Тем не менее, пока Валентин боролся в туалете с желудочными расстройствами, у меня состоялся задушевный разговор с радушной хозяйкой. Впавший в сладкие грезы воспоминаний, ученик пересказывал любимой учительнице сохранившиеся в светлой первозданности восторженные чувства давнего и безграничного любования ею.  О том, что она однажды похвально отозвалась о сочинении «Как я провел лето», хотя оно писалось от дурашливости о всяких несуразных и смешных домашних и уличных событиях. Я  напомнил обожаемый личности яркие эпизоды из прошлого, когда ее гневные разносы и нотации воспринимались одним из отчитываемых учеников в их упоительной и грозной красе. Припомнил  ту клокотавшую в негодовании вену на ее шее, переполненную пульсирующей синевой, до которой ему почему-то всегда хотелось дотронуться и ощутить биение бушевавшей страсти…  И о походе на Семь братьев, когда Алик Нечаев, учившийся несколькими классами старше, вытягивал ее за руки на вершину, а он, Санька, любовался снизу обнажившимися стройными ножками, возносимыми к небосводу, и еще о чем-то памятном торопливо повествовал своему божеству сохранивший духовные ценности пришелец из прошлого… 
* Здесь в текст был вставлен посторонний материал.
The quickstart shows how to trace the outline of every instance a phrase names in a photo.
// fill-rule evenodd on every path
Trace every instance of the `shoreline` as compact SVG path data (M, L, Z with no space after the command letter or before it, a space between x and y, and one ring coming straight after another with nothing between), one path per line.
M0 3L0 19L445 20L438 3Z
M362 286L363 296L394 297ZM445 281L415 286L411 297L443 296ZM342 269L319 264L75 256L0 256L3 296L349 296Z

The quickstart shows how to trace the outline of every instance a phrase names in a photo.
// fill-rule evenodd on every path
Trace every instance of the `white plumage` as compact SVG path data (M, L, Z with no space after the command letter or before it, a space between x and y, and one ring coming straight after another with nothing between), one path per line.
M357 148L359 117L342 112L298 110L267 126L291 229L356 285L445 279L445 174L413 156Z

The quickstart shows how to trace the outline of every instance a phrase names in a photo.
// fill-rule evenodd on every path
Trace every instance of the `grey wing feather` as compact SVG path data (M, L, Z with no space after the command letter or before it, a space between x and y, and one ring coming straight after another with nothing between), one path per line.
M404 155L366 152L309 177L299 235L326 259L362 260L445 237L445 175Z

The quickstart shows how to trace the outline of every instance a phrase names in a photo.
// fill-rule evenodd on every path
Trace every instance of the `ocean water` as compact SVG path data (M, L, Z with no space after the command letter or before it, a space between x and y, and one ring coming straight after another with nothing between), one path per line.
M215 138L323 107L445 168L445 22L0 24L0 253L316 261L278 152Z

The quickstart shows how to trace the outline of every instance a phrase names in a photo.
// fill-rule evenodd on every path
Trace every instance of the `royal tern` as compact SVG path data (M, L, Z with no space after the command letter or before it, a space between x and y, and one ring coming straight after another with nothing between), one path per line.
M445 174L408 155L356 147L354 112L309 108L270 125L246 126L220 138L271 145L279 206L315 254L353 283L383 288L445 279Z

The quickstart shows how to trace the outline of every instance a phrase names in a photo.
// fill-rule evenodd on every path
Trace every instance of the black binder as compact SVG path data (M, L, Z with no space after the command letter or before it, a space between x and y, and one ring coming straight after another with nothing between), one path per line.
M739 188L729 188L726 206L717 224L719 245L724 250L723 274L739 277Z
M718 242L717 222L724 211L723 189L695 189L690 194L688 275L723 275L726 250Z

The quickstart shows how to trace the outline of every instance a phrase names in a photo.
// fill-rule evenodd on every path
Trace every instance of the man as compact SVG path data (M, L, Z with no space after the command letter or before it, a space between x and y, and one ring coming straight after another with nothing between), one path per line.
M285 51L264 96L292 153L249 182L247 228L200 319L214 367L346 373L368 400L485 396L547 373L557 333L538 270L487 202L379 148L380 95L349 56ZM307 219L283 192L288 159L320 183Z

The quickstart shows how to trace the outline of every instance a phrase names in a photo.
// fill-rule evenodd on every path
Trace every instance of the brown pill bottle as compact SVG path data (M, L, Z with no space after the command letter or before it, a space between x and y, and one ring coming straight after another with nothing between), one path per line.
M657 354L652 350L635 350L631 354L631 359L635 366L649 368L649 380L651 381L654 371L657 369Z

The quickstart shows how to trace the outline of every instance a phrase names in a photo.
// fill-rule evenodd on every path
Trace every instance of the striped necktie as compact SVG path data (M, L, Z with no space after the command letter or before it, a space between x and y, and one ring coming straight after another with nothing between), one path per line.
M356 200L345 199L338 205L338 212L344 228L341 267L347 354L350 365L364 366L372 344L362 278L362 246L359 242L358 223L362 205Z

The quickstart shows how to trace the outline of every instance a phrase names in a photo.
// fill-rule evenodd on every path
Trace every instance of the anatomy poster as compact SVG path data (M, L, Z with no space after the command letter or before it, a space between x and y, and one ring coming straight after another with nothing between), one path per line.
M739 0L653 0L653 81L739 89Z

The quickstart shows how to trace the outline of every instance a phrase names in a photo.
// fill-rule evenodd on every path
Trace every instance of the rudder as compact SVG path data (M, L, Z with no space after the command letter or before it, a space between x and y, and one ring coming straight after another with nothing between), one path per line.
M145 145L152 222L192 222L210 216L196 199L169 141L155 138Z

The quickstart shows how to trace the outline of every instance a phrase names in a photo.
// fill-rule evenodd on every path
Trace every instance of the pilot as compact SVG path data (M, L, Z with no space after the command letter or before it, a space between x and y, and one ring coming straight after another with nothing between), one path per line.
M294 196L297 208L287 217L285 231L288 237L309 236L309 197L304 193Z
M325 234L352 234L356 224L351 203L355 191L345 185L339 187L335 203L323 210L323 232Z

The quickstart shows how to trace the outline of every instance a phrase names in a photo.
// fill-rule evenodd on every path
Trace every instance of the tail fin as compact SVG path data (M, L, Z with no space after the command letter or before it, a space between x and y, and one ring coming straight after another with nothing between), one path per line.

А через год-другой мы, одноклассники, были потрясены известием о ранней кончине Саматовой, кумира многих ученических поколений школы-семилетки № 45 и средней школы № 49.  И с этим горьким известием я в полной мере осознал, что Людмила Андреевна вложила в меня от самой себя то неоценимое и важное, что я не смог бы почерпнуть из любого другого источника.

Из справки Городского отдела народного образования об итогах проверки учебной и воспитательной работы средней школы № 49:
«…Саматова Л.А. относится к тем учителям, у которых можно многому поучиться… Она серьезно и вдумчиво относится к работе, учитель опытный, уроки разнообразит, стремясь строить их интересно и увлекательно. Для работы Л.А. Саматовой характерна строгая система в преподавании, а также в индивидуальной работе с отстающими учащимися. На уроках русского языка учитель стремится активизировать мыслительную деятельность учащихся. Уроки литературы в 9-м классе проходят содержательно и интересно, даже такая сложная тема, как «эстетические взгляды Чернышевского» для учащихся оказалась доступной и вызвала их самостоятельные правильные суждения…» - Ноябрь, 1967 г., г. Новоуральск.